Mit welchem Ehrennamen wird man die Männer nennen, die einst und bald den Namen »Successionskriege« als den schimpflichsten Titel vergossenen Völkerbluts, zerstörter und verarmter Staaten aus der Geschichte des Menschengeschlechts auf ewig verbannen? Vormünder der verwaiseten Länder, Schützer der unterjochten, Besänftiger der aus Noth aufgehetzten Nationen, tutores generis humani, wird sie Welt und Nachwelt nennen; giebt's einen höhern Namen? Einst mußte seiner Familienansprüche wegen der König mit seinen Vasallen und Leuten allein ausziehn und auf seine Kosten den Krieg führen; sein Reich bekümmerte sich nicht um denselben Jetzt, da das Familieninteresse der Regenten und ihrer Reiche in einander verschlungen ist, zu wem soll die gesammte europäische Menschheit ihre Zuflucht nehmen, als zu einem allgemeinen höchsten Gericht Ebenbürtiger, d. i. der höchsten Pairs von Europa, als zu einem parteilos entscheidenden, ohne Eigennutz vollziehenden Richterstuhl des Rechts und der Wahrheit?


Beilage.
Fénélon's Gewissensleitung eines Königes.Directions pour la conscience d'un Roi, composées pour l'instruction de Louis de France, duc de Bourgogne. – D.


Punkt 14.

»– Habt Ihr nicht Bedürfnisse des Staats genannt, was Eure eignen Ansprüche waren? Hattet Ihr persönliche Ansprüche auf irgend eine Nachfolge in benachbarten Staaten, so mußtet Ihr diesen Krieg aus Euren eignen Einkünften und Ersparnissen oder aus persönlichem Anleih führen, wenigstens in diesem Betracht nur die Beihilfe annehmen, die Euch aus reiner Zuneigung Eurer Völker verwilligt ward; nicht aber, um Ansprüche geltend zu machen, die Eure Unterthanen nicht angehn, sie mit Auflagen beschweren; denn sie werden dadurch um nichts glücklicher, wenn Ihr eine Provinz mehr habt. Als Karl VIII. nach Neapel ging, um die Erbfolge des Hauses Anjou sich anzueignen, unternahm er diesen Krieg auf seine Kosten; der Staat glaubte sich zu den Kosten dieser Unternehmung nicht verbunden. Höchstens könntet Ihr in solchen Fällen die freiwilligen Geschenke der Nation annehmen, die Euch aus Zuneigung und des engen Bandes wegen, das zwischen dem Interesse der Nation selbstD'une nation zélée. – D. und des Königes besteht, der sie als Vater regiert, dargeboten werden.

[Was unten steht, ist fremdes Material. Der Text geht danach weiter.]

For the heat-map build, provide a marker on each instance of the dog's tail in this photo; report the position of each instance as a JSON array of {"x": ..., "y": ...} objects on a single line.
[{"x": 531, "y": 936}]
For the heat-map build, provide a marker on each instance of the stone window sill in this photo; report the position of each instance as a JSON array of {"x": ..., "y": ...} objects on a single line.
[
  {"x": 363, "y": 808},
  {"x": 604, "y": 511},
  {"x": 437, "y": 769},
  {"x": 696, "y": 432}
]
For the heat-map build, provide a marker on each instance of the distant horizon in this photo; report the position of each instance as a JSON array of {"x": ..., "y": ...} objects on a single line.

Weit entfernt wäret Ihr aber in dieser Hinsicht, Eures besondern Interesse wegen die Völker mit Lasten zu beschweren.«


Punkt 27.

»– Könnt Ihr Eure Unterthanen wider ihren Willen mit Auflagen zu einem Kriege beschweren, der ihnen ganz unnütz ist? Gesetzt, der Krieg ginge auch genau den Staat an, so bleibt noch die Frage, ob er nützlich oder schädlich sei, indem man nämlich die Früchte, die man aus ihm zu ziehen hofft, wenigstens die Uebel, die man zu befürchten hätte, wenn man ihn nicht führte, mit den Inconvenienzen vergleicht, die er offenbar mit sich führt. Diese Berechnung genau angestellt, giebt es fast keinen Krieg, selbst wenn er glücklich geendigt würde, der dem Staat nicht weit mehr Uebels als Gutes brächte. Man ziehe nur in Erwägung, wie viele Familien er ruinirt, wie viele Menschen er umkommen macht, wie viele Länder er verwüstet und entvölkert; ferner, wie sehr er den Staat selbst aus seiner Regel setzt, Gesetze umkehrt, Ausschweifungen autorisirt, endlich wie viele Jahre erfordert werden, um die Uebel, die ein nur zweijähriger Krieg einer guten Staatseinrichtung anthut, zu vergüten. Jeder vernünftige Mann, der ohne Leidenschaft handelt, wird er sich in einen Proceß einlassen, dessen Sache zwar in den Gesetzen den besten Grund für sich hat, der aber, auch wenn er gewonnen würde, seiner zahlreichen Familie weit mehr Schaden als Nutzen brächte? – Wo steckt das Gute, das so vielen unvermeidlichen Uebeln des Kriegs (an die Gefahren eines übeln Erfolgs nicht einmal zu denken) das Gegengewicht leisten könnte? Nur ein Fall kann stattfinden, wo, ungeachtet aller seiner Uebel, der Krieg nothwendig wird; es ist der Fall, da man ihn nicht vermeiden könnte, ohne einem ungerechten, schlauen, übermächtigen Feinde zu vielen Vortheil über sich zu geben. Wollte man sodann aus Schwäche dem Kriege ausweichen, so liefe man ihm noch gefährlicher entgegen; man machte einen Frieden, der kein Friede, sondern nur ein betrügerischer Friedensanschein wäre. In solchem Fall muß man selbst wider Willen den Krieg herzhaft führen, aus reinem Verlangen nach einem guten, dauerhaften Frieden. Aber dieser einzige Fall ist seltner, als man sich einbildet; oft glaubt man ihn gegenwärtig, und es war doch nur ein Wahnbild.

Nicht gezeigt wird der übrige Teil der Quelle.